Individual history and personality: How often do they hack out? How confident are they with the different things you might encounter on hacks (e.g. traffic, dog walkers)? Have they had any accidents in the past that you should be aware of? How confident are they in general, with leaving home and encountering novel situations and objects? Do they get separation anxiety if asked to hack alone? 

Fitness: Consider how much is right for your horse’s current level of fitness and how well they will be able to cope with the hacking programme, and adjust the pace and distance of each hack to suit you both. If MyHackathon means taking on a lot more activity, fitness should be built up gradually over several weeks (see Equimed’s 10 reasons for a daily horse workout). Consider following a training programme like this one from Horse & Hound.

Remember if your horse is not fit, or not confident out hacking, then you may still be able to complete MYHACKATHON, you may just want to focus on the lower distances. Each challenge is individual, and a horse (or rider) gaining confidence and enjoying hacking is the aim, more important than miles covered. 

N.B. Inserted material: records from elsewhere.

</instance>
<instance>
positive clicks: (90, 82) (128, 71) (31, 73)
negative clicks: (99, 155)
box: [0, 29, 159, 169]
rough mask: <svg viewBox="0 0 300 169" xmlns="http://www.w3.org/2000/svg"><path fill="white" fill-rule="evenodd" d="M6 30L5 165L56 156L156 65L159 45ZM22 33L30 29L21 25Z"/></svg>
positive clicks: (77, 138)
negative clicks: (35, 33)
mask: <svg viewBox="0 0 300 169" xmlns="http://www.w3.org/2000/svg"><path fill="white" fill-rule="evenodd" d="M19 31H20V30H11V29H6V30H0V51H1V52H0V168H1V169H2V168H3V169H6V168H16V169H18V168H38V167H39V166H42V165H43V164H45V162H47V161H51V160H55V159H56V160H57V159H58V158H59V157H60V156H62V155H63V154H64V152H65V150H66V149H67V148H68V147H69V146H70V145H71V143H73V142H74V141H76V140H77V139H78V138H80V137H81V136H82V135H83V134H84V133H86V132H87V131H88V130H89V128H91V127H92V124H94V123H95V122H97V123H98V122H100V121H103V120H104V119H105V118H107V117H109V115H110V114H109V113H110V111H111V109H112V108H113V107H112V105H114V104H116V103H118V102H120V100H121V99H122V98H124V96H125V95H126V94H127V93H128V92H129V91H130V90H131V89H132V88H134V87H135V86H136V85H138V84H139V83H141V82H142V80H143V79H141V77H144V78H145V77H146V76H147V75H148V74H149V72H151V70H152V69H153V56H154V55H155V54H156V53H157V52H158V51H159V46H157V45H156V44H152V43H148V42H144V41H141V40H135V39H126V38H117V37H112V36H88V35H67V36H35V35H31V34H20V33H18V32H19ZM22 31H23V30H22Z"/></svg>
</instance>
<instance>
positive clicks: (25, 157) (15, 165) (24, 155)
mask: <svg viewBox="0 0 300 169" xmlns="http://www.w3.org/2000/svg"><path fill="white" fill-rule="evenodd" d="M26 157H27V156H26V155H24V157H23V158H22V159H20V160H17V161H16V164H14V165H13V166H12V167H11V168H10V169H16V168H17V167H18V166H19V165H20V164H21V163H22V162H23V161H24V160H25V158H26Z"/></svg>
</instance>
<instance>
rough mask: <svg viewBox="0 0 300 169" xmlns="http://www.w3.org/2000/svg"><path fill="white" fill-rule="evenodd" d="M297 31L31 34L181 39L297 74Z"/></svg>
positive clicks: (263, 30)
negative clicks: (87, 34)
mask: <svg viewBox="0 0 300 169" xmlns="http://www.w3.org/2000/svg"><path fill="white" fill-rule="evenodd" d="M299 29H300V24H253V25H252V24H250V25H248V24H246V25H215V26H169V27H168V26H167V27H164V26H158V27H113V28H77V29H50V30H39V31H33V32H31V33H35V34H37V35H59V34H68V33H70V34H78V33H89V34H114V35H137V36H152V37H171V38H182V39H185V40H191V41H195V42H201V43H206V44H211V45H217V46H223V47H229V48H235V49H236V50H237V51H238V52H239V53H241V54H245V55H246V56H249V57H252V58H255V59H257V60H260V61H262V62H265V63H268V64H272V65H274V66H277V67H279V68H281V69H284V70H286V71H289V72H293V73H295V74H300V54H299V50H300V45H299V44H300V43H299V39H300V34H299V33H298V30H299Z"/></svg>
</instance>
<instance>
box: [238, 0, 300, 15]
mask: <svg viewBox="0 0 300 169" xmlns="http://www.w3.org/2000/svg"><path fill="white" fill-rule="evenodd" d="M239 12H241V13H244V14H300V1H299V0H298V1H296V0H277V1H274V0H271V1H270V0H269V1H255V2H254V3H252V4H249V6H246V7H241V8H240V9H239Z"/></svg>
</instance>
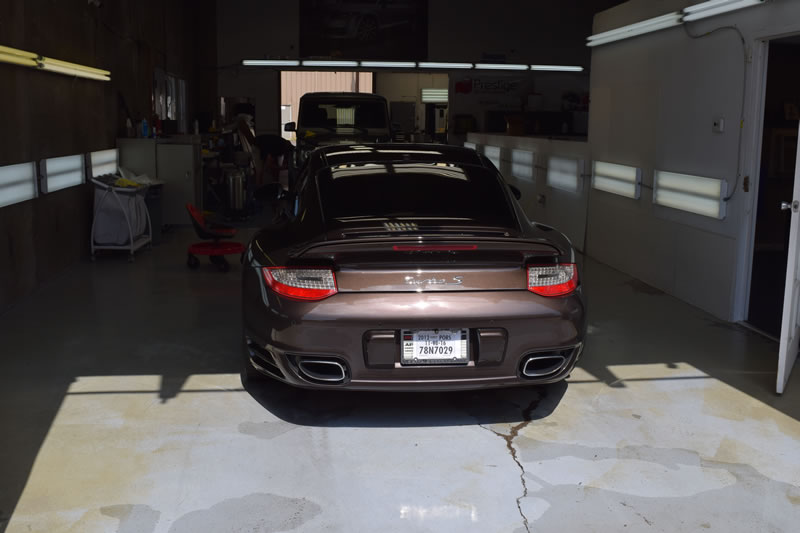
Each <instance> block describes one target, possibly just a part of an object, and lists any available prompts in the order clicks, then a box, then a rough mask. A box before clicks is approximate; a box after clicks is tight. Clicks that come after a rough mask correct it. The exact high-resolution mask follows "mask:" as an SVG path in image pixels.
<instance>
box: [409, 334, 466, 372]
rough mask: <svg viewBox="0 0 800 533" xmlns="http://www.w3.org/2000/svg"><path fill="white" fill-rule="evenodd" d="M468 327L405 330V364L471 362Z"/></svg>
mask: <svg viewBox="0 0 800 533" xmlns="http://www.w3.org/2000/svg"><path fill="white" fill-rule="evenodd" d="M467 333H468V332H467V330H466V329H412V330H403V332H402V334H403V357H402V364H403V365H463V364H467V363H468V362H469V350H468V347H467Z"/></svg>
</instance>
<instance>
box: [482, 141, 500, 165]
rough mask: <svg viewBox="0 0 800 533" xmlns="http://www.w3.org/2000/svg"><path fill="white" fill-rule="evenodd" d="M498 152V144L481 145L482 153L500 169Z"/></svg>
mask: <svg viewBox="0 0 800 533" xmlns="http://www.w3.org/2000/svg"><path fill="white" fill-rule="evenodd" d="M500 154H501V150H500V147H499V146H484V147H483V155H485V156H486V157H487V158H488V159H489V161H491V162H492V164H493V165H494V166H495V167H496V168H497V169H498V170H500V159H501V157H500Z"/></svg>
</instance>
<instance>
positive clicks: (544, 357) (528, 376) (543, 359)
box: [521, 354, 567, 378]
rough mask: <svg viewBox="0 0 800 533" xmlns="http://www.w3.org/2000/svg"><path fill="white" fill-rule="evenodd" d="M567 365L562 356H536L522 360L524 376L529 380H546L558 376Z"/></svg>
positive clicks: (564, 359)
mask: <svg viewBox="0 0 800 533" xmlns="http://www.w3.org/2000/svg"><path fill="white" fill-rule="evenodd" d="M566 363H567V358H566V357H564V356H563V355H561V354H534V355H528V356H526V357H524V358H523V359H522V368H521V371H522V375H523V376H525V377H527V378H544V377H548V376H551V375H554V374H557V373H558V372H559V371H560V370H561V369H562V368H564V365H565V364H566Z"/></svg>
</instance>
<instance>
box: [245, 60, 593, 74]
mask: <svg viewBox="0 0 800 533" xmlns="http://www.w3.org/2000/svg"><path fill="white" fill-rule="evenodd" d="M242 66H245V67H315V68H327V67H348V68H359V67H360V68H389V69H417V68H419V69H437V70H456V69H459V70H471V69H474V70H508V71H523V70H536V71H545V72H583V71H584V70H585V69H584V68H583V67H582V66H580V65H523V64H512V63H455V62H442V61H420V62H416V61H355V60H353V61H349V60H323V59H308V60H303V61H300V60H298V59H243V60H242Z"/></svg>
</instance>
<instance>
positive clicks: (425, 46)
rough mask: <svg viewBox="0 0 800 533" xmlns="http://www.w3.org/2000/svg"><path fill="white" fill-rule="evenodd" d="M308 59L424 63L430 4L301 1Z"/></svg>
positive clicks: (427, 53) (326, 0) (303, 0)
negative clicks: (347, 59) (394, 60)
mask: <svg viewBox="0 0 800 533" xmlns="http://www.w3.org/2000/svg"><path fill="white" fill-rule="evenodd" d="M300 55H301V56H302V57H304V58H311V57H324V58H342V59H376V60H403V59H407V60H425V59H427V55H428V1H427V0H300Z"/></svg>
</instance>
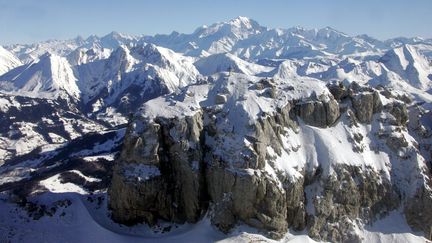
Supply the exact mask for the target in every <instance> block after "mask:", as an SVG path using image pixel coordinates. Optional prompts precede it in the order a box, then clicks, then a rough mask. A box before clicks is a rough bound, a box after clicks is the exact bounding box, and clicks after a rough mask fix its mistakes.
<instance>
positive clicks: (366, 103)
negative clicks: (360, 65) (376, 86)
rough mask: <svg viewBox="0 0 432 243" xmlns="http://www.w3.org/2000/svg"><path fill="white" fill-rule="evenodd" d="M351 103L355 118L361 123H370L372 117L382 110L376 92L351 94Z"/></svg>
mask: <svg viewBox="0 0 432 243" xmlns="http://www.w3.org/2000/svg"><path fill="white" fill-rule="evenodd" d="M351 101H352V106H353V108H354V111H355V114H356V117H357V119H358V120H359V121H360V122H361V123H370V122H371V121H372V115H373V114H374V113H376V112H379V111H380V110H381V109H382V103H381V99H380V98H379V94H378V92H377V91H374V92H361V93H357V94H353V95H352V96H351Z"/></svg>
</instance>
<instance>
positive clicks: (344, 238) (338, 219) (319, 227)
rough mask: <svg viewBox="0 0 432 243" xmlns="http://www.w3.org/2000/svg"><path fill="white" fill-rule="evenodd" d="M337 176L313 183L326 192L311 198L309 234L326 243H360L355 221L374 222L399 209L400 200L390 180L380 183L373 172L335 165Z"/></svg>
mask: <svg viewBox="0 0 432 243" xmlns="http://www.w3.org/2000/svg"><path fill="white" fill-rule="evenodd" d="M334 169H335V173H334V174H333V175H331V176H330V177H328V178H320V179H319V180H317V181H314V182H313V183H321V184H322V186H323V190H322V191H321V192H320V193H316V194H313V195H311V197H312V198H313V201H312V202H310V203H312V204H313V205H314V209H315V214H314V215H309V218H308V224H309V227H310V235H311V236H312V237H313V238H316V239H320V240H324V241H336V242H361V239H360V238H358V236H356V235H354V234H353V228H354V224H353V222H352V220H354V219H357V218H360V219H362V220H363V221H364V222H373V220H374V219H376V218H377V217H379V216H380V215H385V214H386V213H388V212H389V211H391V210H394V209H396V208H397V207H398V206H399V204H400V200H399V197H398V194H397V193H396V192H395V190H394V188H393V186H392V184H391V182H390V181H381V179H380V176H379V175H378V174H376V172H374V171H373V170H370V169H366V170H361V169H360V168H358V167H355V166H345V165H341V166H336V167H334Z"/></svg>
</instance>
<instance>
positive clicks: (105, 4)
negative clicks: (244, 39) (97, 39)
mask: <svg viewBox="0 0 432 243" xmlns="http://www.w3.org/2000/svg"><path fill="white" fill-rule="evenodd" d="M430 9H432V1H427V0H417V1H414V2H405V1H402V0H395V1H389V0H384V1H379V2H374V1H372V0H366V1H362V2H347V1H342V0H335V1H332V2H322V1H319V0H312V1H308V3H307V4H306V3H301V2H300V1H290V2H288V1H282V0H277V1H273V2H268V3H261V2H258V1H236V2H229V1H227V0H222V1H218V2H217V4H216V3H212V2H210V1H197V0H191V1H182V2H181V3H180V2H175V1H170V0H165V1H159V2H149V3H146V2H144V1H137V0H130V1H128V2H120V1H114V0H108V1H102V0H95V1H91V2H90V1H88V2H86V1H84V0H77V1H74V2H59V1H55V0H45V1H31V0H17V1H13V2H8V1H6V0H0V30H1V33H2V35H1V36H0V45H9V44H18V43H19V44H27V43H34V42H39V41H44V40H52V39H58V40H64V39H71V38H75V37H77V36H82V37H83V38H87V37H88V36H90V35H98V36H104V35H106V34H109V33H111V32H112V31H117V32H120V33H124V34H130V35H154V34H169V33H171V32H172V31H178V32H180V33H192V32H193V31H194V30H195V29H196V28H197V27H199V26H202V25H210V24H213V23H216V22H222V21H227V20H230V19H233V18H235V17H237V16H245V17H248V18H251V19H253V20H255V21H257V22H258V23H259V24H260V25H262V26H265V27H269V28H283V29H287V28H291V27H295V26H300V27H303V28H306V29H313V28H317V29H320V28H324V27H326V26H329V27H332V28H334V29H336V30H338V31H341V32H344V33H346V34H348V35H351V36H355V35H360V34H367V35H369V36H371V37H374V38H377V39H379V40H386V39H390V38H396V37H423V38H431V37H432V33H431V32H430V27H429V26H428V25H427V24H426V22H427V21H429V10H430Z"/></svg>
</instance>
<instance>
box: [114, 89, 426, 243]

Signs of tiredness or exhaustion: Make sure your horse has adequate rest and beware of overdoing it, especially with horses that aren’t used to frequent exercise or are returning from injury/illness. Signs of tiredness include stumbling, tripping, sweating a lot, panting/difficulties breathing, flared nostrils, weakness, stiffness, and dull, lethargic behaviour.

Signs of injury, strain, back pain or lameness: If your horse is showing any of these signs please stop hacking and make sure your horse is given appropriate treatment.

A change in behaviour: If your horse becomes lethargic, goes off their food or seems stiff in their movement, they’re doing too much. Refusing to move or being aggressive could mean your horse is trying to tell you they’re overworked, not enjoying their work, and/or in pain. 

Nervous behaviour: frequent spooking, running, jogging, and calling, are all signs that your horse is finding hacking stressful. Stop hacking and try and identify the cause of the stress – you may find it helpful to consult a qualified trainer or behaviourist. 

Temperature and climate: If it’s hot out, don’t let your horse get dehydrated. This can lead to heat stress, which can have a serious impact on health. Some horses are also prone to sunburn, if they have light skin and a thin coat. Pay particular attention to areas of skin that have less hair to protect them, such as the muzzle.

Diet: Make sure your horse is getting the right nutrition for their exercise regime. Most won’t need to change their diet, but keep an eye on their weight and adjust their meals if needed. 

Hacking can be a wonderful way to spend time with your horse, get fit, and enjoy the countryside. Remember to hack safely, looking after yourself, your horse and the environment around you.